The Common Problem . . .
Is that people do not look at the history of a problem before trying to solve it in the here and now.
We had urban sprawl before the automobile. Mass transit is not an alternative to the automobile; they work effectively in very different environments. Public transportation in the U.S. was, in point of fact, created in response to urban sprawl in places like New York City, Chicago, Philadelphia, and San Francisco, where the city and its infrastructure spread to surrounding communities because individual transport no longer worked well there. Adding mass transit to the equation didn’t change the nature of urban growth. Successful cities grow. Very successful cities grow to the point that downtown real estate becomes worth its surface area in gold leaf. The cities with the highest levels of mass transit access are sprawling out so much they have run into each other. New York and Boston have grown toward each other until urban planners refer to their combined economic footprint as the Northeast Conurbation. Seattle and Tacoma are so intertwined that their shared airport is just known as SeaTac, and their growth has pierced an international border to include Vancouver in the cultural commonality. The Dallas-Fort Worth metroplex has the same feature of shared transport nodes, and is so united that it has one set of initials to identify its multiple municipalities. The Bay Area of San Francisco, Oakland, and outlying communities. What’s the most iconic image? The bridge connecting two population centers together. Anyplace you have sufficient population density to support mass transit/passenger rail, what it will accomplish is to move population density from the urban core to the outer portions of the transit network. Large, vibrant cities grow and spread. It is unrealistic and illogical to demand more developed urban infrastructure, then turn around and complain about the inherent consequences of urbanization.
Many people seem to think that city-to-city High Speed Rail (HSR) is just a larger, faster version of light rail. However, there are very different use patterns between a subway or bus system that hundreds of thousands of people use multiple times per day, and intercity travel with each leg of the trip separated by a few days. The easiest pathway to make the economic argument for passenger rail is from Pittsburgh to Denver. The right-of-way already exists, it’s all I-70. That highway, like most of the Interstate system, was built to enhance or supplement existing roads. The parts which would be hardest to acquire today have been public roadways for 200 years! Columbus, Indianapolis, St. Louis and Kansas City are all on the direct pathway, and a 200-mile spur from Indianapolis connects Chicago. That’s going to be the easiest and most profitable transcontinental route, and Denver can use I-25 or a short extension to I-15 as a North-South split. Pittsburgh is very close to the existing Acela route, one of the few Amtrak trains to actually turn a profit. If there is ever to be high-speed rail travel in this country, the first east-west connection is going to be in close proximity to I-70. If it can be profitable to run passenger trains across the Kansas wheatfields, HSR can be done. If not, then it won’t work. There’s your make-or-break point.
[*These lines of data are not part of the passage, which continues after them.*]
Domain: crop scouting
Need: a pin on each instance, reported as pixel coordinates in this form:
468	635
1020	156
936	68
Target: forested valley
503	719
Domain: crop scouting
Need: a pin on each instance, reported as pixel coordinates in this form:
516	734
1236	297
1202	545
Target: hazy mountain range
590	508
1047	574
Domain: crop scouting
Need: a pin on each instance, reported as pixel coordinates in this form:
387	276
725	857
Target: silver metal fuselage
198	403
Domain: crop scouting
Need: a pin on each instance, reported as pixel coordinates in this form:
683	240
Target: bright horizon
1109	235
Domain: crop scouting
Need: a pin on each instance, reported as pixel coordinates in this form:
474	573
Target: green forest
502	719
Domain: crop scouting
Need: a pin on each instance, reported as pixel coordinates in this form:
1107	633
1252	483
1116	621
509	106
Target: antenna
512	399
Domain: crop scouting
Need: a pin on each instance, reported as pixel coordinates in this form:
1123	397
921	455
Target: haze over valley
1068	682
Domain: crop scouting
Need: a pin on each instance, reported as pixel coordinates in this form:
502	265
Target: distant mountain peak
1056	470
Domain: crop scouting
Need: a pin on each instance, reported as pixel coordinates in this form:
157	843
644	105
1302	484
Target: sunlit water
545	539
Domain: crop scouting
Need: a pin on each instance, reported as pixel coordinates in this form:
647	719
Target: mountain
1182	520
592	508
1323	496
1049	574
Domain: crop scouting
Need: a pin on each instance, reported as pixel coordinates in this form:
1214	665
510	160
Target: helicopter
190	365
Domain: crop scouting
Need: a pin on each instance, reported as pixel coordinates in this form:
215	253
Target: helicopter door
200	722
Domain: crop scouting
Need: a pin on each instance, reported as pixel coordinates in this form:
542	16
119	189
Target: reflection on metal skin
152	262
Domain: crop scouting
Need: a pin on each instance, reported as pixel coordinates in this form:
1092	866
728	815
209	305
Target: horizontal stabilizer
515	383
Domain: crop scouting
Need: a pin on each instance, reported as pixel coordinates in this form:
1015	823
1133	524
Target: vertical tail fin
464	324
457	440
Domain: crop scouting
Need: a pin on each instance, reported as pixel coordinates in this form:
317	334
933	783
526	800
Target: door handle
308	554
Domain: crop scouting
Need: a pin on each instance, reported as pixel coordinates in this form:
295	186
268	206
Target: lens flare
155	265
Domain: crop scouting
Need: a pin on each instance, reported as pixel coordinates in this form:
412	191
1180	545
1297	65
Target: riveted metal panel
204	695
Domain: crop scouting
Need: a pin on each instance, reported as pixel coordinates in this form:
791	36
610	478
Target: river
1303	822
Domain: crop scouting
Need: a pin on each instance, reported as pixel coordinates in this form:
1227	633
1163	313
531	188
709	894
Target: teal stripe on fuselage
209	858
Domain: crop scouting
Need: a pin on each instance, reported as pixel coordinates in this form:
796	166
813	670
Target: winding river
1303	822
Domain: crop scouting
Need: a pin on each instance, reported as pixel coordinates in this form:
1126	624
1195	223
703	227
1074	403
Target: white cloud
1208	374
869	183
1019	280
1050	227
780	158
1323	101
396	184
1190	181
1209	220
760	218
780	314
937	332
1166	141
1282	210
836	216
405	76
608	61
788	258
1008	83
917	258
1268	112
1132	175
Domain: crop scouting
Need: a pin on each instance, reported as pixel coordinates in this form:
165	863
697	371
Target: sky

The U.S. has done large-scale passenger rail before. In the space of a century, we went from laying rail faster than any other nation in the western hemisphere through having the largest rail network on earth to the collapse of passenger rail in the 1960s. The rise of U.S. “car culture” was in the 20s and 30s. The Golden Era of U.S. passenger rail started around the same time, and continued for another generation. If you want to blame a transport option, try the Boeing 707. Glorious vistas of the heartland, and time to enjoy them because someone else is on the controls? Check and check. The jet gives the same pleasures of travel, and puts you at your destination in about 1/4 the time. Existing railways and rail equipment are dedicated to nationwide freight transport using slower, heavier rolling stock. Any high-speed passenger rail system is going to require a dedicated right-of-way connecting multiple major cities.
The Uncommon Solution . . .
There is an obvious test case to analyze for HSR. The I-70 corridor has more advantages than any other proposal: existing right-of-way, most of the route has low population density and economic density to object to expansion, and it connects many of the most-visited cities in the country.